Gambogic acid (GA), naturally derived from genus Garcinia trees, exhibited significant cytotoxic activity against multiple types of tumors with resistance to traditional chemotherapeutics. Unfortunately, the poor solubility of GA in conventional pharmaceutical solvents and non-targeted distribution in normal tissues greatly limited its therapeutic potency. To overcome the challenges, we develop a nanoplatform from the supramolecular assembly of β-cyclodextrin grafted hyaluronic acid (HA) and phenylalanine based pseudo protein. The pseudo protein in the nanocomplex provided the hydrophobic interaction and loading capacity for GA, while the HA component targeted the overexpressed CD44 receptor and improved the selective endocytosis in multidrug resistant melanoma cells. The supramolecular nanocomplex provide a promising platform for the delivery of hydrophobic chemotherapeutics to improve the bioavailability and efficiency.
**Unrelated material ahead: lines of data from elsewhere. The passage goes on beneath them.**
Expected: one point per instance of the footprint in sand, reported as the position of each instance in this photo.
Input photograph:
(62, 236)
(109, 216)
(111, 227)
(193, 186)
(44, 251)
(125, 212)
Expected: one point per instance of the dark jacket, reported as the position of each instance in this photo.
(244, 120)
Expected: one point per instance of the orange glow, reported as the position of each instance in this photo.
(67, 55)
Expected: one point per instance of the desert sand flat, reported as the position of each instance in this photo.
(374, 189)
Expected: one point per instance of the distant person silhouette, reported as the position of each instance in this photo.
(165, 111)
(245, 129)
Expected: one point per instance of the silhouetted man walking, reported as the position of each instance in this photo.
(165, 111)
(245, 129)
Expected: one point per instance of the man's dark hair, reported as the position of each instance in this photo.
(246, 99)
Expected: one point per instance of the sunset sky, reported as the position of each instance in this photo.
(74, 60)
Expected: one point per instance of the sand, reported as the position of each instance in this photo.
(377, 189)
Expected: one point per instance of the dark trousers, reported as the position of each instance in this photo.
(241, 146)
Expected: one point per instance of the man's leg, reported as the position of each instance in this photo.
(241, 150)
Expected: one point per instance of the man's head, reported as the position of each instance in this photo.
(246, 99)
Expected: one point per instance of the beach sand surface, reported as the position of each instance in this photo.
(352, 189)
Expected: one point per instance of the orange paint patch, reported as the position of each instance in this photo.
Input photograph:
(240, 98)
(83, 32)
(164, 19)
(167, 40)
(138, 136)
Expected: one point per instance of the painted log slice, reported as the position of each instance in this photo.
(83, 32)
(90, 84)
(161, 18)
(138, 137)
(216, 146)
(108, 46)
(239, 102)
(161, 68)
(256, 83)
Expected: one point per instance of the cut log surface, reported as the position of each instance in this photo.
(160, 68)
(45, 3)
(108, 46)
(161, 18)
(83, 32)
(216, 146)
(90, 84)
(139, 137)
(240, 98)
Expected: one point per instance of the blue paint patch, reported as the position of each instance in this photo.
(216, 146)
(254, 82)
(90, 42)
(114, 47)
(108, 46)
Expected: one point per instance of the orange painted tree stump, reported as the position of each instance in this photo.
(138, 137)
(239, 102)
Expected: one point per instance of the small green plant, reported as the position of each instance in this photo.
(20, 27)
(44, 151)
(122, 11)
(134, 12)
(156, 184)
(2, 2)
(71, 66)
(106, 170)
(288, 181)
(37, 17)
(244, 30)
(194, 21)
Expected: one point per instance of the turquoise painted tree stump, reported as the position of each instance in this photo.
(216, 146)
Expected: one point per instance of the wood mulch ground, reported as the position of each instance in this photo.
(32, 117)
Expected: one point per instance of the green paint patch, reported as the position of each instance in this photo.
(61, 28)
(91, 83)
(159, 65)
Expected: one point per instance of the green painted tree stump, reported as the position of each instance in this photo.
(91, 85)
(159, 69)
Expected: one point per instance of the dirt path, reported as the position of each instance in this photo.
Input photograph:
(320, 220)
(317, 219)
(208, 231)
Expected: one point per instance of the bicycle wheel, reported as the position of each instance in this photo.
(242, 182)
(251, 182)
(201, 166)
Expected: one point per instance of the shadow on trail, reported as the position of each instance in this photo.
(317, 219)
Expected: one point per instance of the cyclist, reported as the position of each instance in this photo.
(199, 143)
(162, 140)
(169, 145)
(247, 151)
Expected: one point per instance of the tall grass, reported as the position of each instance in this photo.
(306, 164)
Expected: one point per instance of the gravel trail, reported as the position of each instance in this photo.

β-环糊精可以与一系列包括苯部分的客体分子形成包合复合物,并且在超分子纳米结构的研究中已经得到了相当大的关注。在这项研究中,由β-环糊精接枝透明质酸(HA)和基于苯丙氨酸的聚酯酰胺制备了可生物降解的纳米复合物(HA(CD)-4Phe4 纳米复合物)。基于苯丙氨酸的聚酯酰胺是一种可生物降解的伪蛋白,可为藤黄酸(GA)提供包封能力,藤黄酸是一种天然衍生的化疗药物,已有效用于治疗多药耐药肿瘤。游离 GA 的治疗效力受到其在水中的溶解度差和缺乏肿瘤选择性毒性的限制。纳米复合物载体增强了 GA 在水性介质中的溶解度和可用性,并且 HA 成分能够使具有过表达 CD44 受体的肿瘤细胞靶向递送。在透明质酸酶存在下,由于载体的酶促生物降解,GA 从纳米复合物中的释放明显加速。与游离 GA 相比,GA 负载的纳米复合物在 MDA-MB-435/MDR 多药耐药黑色素瘤细胞中显示出改善的细胞毒性,并且在低浓度 GA(1-2μM)下诱导增强的凋亡和线粒体去极化水平。纳米复合物增强了 GA 的治疗效力,尤其是在生理环境中稀释时。此外,还检测到用 GA 负载的纳米复合物处理的 MDA-MB-435/MDR 细胞中基质金属蛋白酶活性受到抑制,表明其在抑制肿瘤转移方面具有潜力。体外数据表明,HA(CD)-4Phe4 纳米复合物可为多药耐药肿瘤细胞的治疗提供有前途的替代方法。
藤黄酸(GA)天然来源于藤黄属植物,对多种对传统化疗药物有耐药性的肿瘤具有显著的细胞毒性活性。不幸的是,GA 在常规药物溶剂中的溶解度差和在正常组织中的非靶向分布极大地限制了其治疗效力。为了克服这些挑战,我们从β-环糊精接枝透明质酸(HA)和基于苯丙氨酸的伪蛋白的超分子组装中开发了一种纳米平台。纳米复合物中的伪蛋白提供了 GA 的疏水相互作用和负载能力,而 HA 成分靶向过表达的 CD44 受体,并提高了多药耐药黑色素瘤细胞中的选择性内吞作用。超分子纳米复合物为递送疏水性化疗药物提供了有前途的平台,以提高生物利用度和效率。